Are we at war? Well, that really depends what you mean by “at war”. By the most straightforward definition that a normal person would agree with, no, probably not. Nor is such a dictionary-definition war likely to break out any time soon.
If you squint a bit, get a touch metaphorical, you could say we’re at already at war, that we have been, and you can point to events and facts like the ones in this essay as evidence. But then you have to also say that we’ve been at war since at least the cultural revolution of the late 60s. You have to tell an alternate history of the postmodern era, one in which the belligerents of that war fought a successful campaign that began with marches and bombings and ended in professorships and board rooms — a long, mostly cold war, a sort of slow-motion permanent revolution.

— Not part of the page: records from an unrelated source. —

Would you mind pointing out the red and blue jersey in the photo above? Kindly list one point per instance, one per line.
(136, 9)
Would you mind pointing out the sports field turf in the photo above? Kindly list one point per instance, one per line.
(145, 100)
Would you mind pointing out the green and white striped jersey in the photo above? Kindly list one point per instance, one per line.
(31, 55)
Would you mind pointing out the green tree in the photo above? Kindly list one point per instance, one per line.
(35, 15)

In this frame, the summer of 2020 parallels the summer of 1968, two scenes in the same long film, a simmering 60 year conflict that only occasionally spilled over into widespread violence since the decade of unrest that birthed it. I think this frame has merit as a tool for understanding the present day.
But it has its limitations. Not every election can be the most important of our lives. Not every contest is existential. And no war truly drags on for six decades, at least not without becoming a new war along the way.

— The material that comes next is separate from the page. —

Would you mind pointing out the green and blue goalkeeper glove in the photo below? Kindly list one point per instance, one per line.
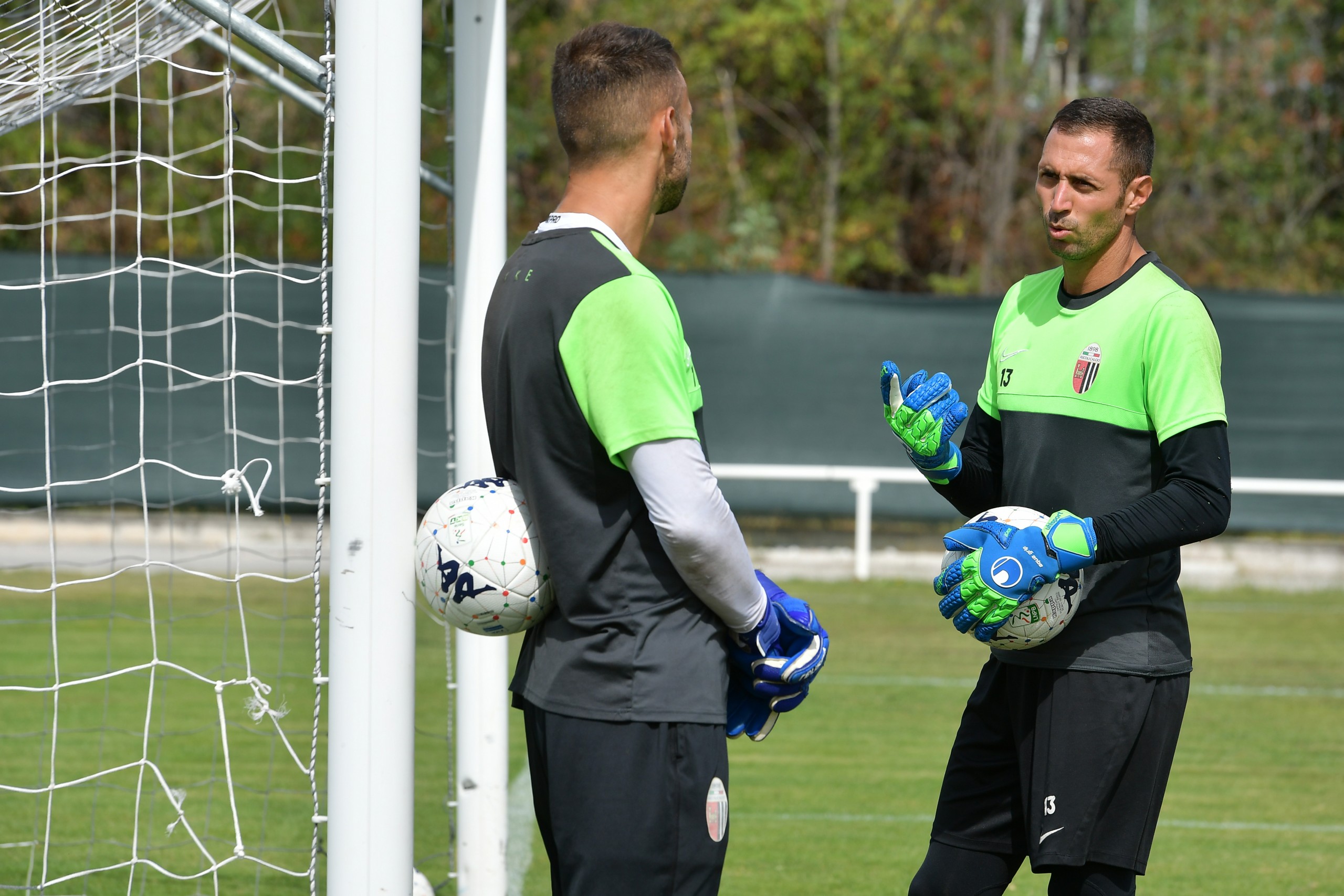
(1007, 566)
(924, 413)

And if this is a war, it’s a pretty genteel one at the moment. Recalling Days of Rage again:
“People have completely forgotten that in 1972 we had over nineteen hundred domestic bombings in the United States.” — Max Noel, FBI (ret.)
There’s much ruin in a nation. As bad as things may seem today, we have a long, long way to fall.









You said a lot better my thoughts about that recent ACX piece about fascism and violence. You can't just call something Literal Fascism and then say "that doesn't mean it's time for violence". As Tom Holland has noted, Hitler has replaced literal Satan as the manifestation of evil in the Western mind; fascism has thus become a word for unalloyed evil that cannot be reasoned with or accommodated. To invoke it *should* cause violence, as you say.
I do agree that a lot of this is kayfabe in that most of the people fantasizing about violence a) have never done anything violent, so they have no real concept of it other than movies and b) really don't think through the implications of launching violence (as a fun game, see how long it takes you to find where Nicholas Decker's parent's live. Decker clearly hasn't worked through what happens when someone actually carries out his Substack missives. You can echo this on the right with legendary Gruntpa post from Twitter). The UMC who are very online who love to chat like this don't actually appreciate violence, it's no more real to them than sex is real to virgin watching pr0n. They think it's going to be drone strikes on trailer trash, not 3%er/JBGC groups dragging them out of bed to put a bullet in their head in their own front yard in the middle of the night.
Can we, like, make a treaty with leftists? (Or drugs, or poverty?)
Using the word "war" is a bid for attention.